The electric air taxi startup Lilium is merging with special purpose acquisition company Qell after shareholders have now voted in favour of the merger. The SPAC deal will see Lilium list on Nasdaq this Wednesday. However, Lilium’s proceeds from the IPO are much less than hoped for.
65 per cent of the original Qell shareholders redeemed their shares. In March, the Lilium management around CEO Daniel Wiegand had still hoped for proceeds of almost 830 million dollars. Now Lilium was only able to collect 584 million dollars.
However, the IPO is now underway after more than 98% of the votes cast at the Extraordinary General Meeting of Qell Shareholders favoured the previously announced business combination. The merger is expected to close on September 14, 2021, subject to the satisfaction or waiver of customary closing conditions.

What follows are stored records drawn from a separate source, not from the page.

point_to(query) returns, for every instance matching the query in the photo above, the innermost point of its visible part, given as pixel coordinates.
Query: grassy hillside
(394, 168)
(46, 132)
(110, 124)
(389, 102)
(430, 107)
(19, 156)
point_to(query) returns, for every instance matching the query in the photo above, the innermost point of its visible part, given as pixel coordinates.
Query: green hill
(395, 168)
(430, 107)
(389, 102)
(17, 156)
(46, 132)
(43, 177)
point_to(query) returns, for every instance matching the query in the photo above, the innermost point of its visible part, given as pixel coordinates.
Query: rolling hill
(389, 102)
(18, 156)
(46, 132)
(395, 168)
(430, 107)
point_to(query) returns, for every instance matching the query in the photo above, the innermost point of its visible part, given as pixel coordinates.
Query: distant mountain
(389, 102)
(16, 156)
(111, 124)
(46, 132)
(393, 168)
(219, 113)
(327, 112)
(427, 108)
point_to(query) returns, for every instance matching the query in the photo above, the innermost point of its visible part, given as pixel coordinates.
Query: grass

Lilium shares will list on Nasdaq as “LILM” and “LILMW” the following day.
Daniel Wiegand, Co-Founder and CEO, Lilium, said, “Today’s vote brings us one step closer to our planned commercial launch in 2024, delivering sustainable high-speed regional transportation with the all-electric 7-Seater Lilium Jet.”
A troubled uptake
It remains to be seen whether the new funding will be enough to get Lilium up and away. In July this, German paper Welt am Sonntag reported the electric aerial taxi start-up was short of cash. The company had amended its 2019 balance sheet to include a going concern risk note, so the report. Lilium had later confirmed that the upcoming IPO or alternative financing was needed as the company would otherwise run out of money in December 2022.
The company is currently employing 400 engineers working on a seven-seater electric jet. Unlike other urban air taxi companies, Lilium aims for regional transport routes around the 300-kilometre distance. By 2025, for example, the company wants to connect Orlando with Miami in the south and Jacksonville in the north of Florida.
In July, Lilium struck a deal with the Porsche and Manz joint venture Customcells. The battery specialist will “play a critical role in scaling up production of the 7-Lilium jet ahead of its planned launch in 2024,” both announcements said. The battery cells and Lilium jets will be made in Germany.